Atlantis' second episode introduces another new character in another gorgeous episode that switches between the equally pretty albeit slightly different-looking countrysides of Wales and Morocco... Beware spoilers.
The inspiration for this episode is presumably Euripides' Bacchae, CS Lewis' favourite Greek tragedy. In the play, the king of Cadmus, Pentheus, forbids the worship of the god of wine, ecstasy and fun in general, Dionysus. In revenge, Dionysus drives the bacchants - his female worshippers - mad and persuades Pentheus to spy on them. When they find him, they tear Pentheus limb from limb and his own mother carries his head, stuck on a thyrsos, back in triumph, only later realising it's her own son.

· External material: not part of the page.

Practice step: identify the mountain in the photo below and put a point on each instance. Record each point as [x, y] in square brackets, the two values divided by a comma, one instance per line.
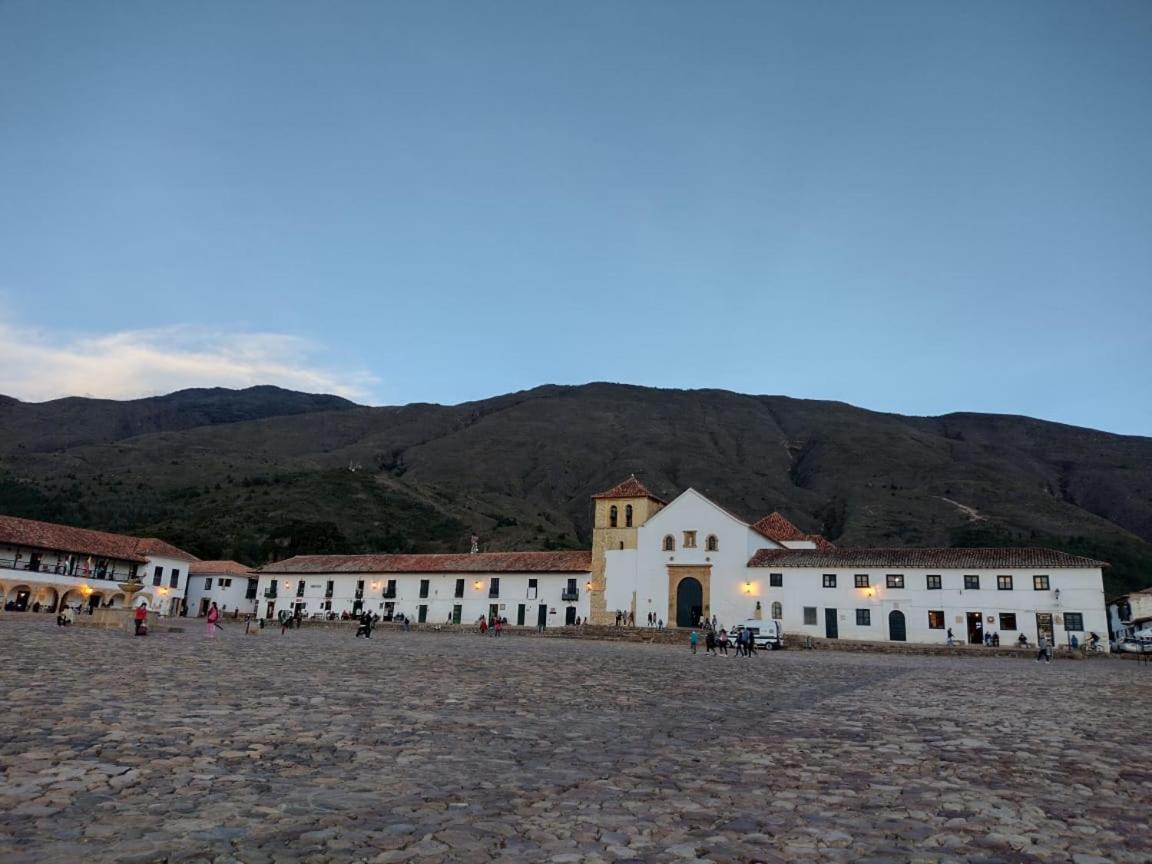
[263, 474]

There's no sign of anyone being torn limb from limb here - though it is mentioned - but the maenads are pretty freaky for a family show. As screen depictions of maenads go, these are definitely closer to reality than True Blood's Maryann - not that it takes much (and some of the stories Hercules and Pythagoras have apparently heard about maenads sound more like they apply to Maryann). The 'satyrs', on the other hand, don't look much like satyrs, who should be half-man, half goat (I'm not sure what these were - the love-children of Gollum and some Inferi, possibly). Perhaps the show-runners didn't want Narnia fans to get confused, and are saving the half-man/half-goat look for some fauns later on.

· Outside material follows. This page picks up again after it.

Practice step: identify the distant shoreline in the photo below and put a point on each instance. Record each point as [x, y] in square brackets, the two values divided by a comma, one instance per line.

We can see where the decision to make Jason a modern character (or, more strictly speaking, one raised in the modern world) really starts to pay off here, in his reaction to Medusa introducing herself with a cheery 'My name is Medusa!' He even takes the time to check whether it's a common name. Since the audience will probably react in a similar way to such names, it's quite nice to have a character who can have that reaction on screen and address the issue head on - and, of course, point out all the differences between the stories we know and what we see here in an attempt to get the audience on board with a new version of the tale. By the end of the episode she's apparently been cursed, but her hair is still hair and everyone's OK with looking at her, so we'll just have to wait and see exactly how she turns into a monster for heroes to slay, if, indeed, she does.
I rather liked Jason's response to Hercules' explanation of what happened with his mysterious woman as well, as Hercules says she was terrified and Jason says, 'I'm not surprised if you were chasing her through the woods!' There's so much underlying misogyny in Greek mythology, it is probably a very wise idea to have a modern character around to comment occasionally on the rather dubious attitudes that the other characters take for granted. Mostly, these things can be adapted out, but it's still a useful backup position to have available.
There were some other quick shout-outs to various aspects of Greek mythology and history here. Hemlock is the poison that Socrates was forced to take, which does indeed work quite quickly, though possibly not that quickly. Medusa avoids being brain-washed by the cult of Dionysus by stuffing her ears, which echoes Odysseys avoiding the Sirens. It was nice to see this new, cowardly version of Hercules stand up for someone and show some bravery this week as well - perhaps his reputation won't turn out to be entirely undeserved!
There are still some minor niggles with the show. Towards the beginning I found myself wondering exactly what Hercules and Pythagoras' jobs are, and how they make money, other than adventuring (which seems unlikely given neither of them are much for fighting). They seem to be doing security of some kind? Which is what's boring Jason?
Even more problematically, we hear the maenads speak some Greek, which just draws attention to the still-unresolved issue of exactly what language everyone's speaking and how they're able to understand one another if Jason's speaking English and everyone else is speaking Greek. Or are they speaking English? Hmm. As with Stargate (which did at least provide a handwave explanation for the entire multiverse speaking English) I guess we shouldn't worry about that too much. And although we keep being promised some mystical explanation, the satyrs' refusal to attack Jason did seem awfully convenient.
Still, niggles aside, this was another fun and beautifully shot episode. Ariadne still doesn't have much of a personality but Medusa does, and both she and Hercules showed an endearing kindness (even if I was distracted throughout by imagining Demetria's father as Cato). There's only so many weeks we can watch the Oracle make obscure, enigmatic statements though...
Jason: I nearly died of boredom twice.
Pythagoras: So your cunning plan to avoid your debts is to get yourself killed?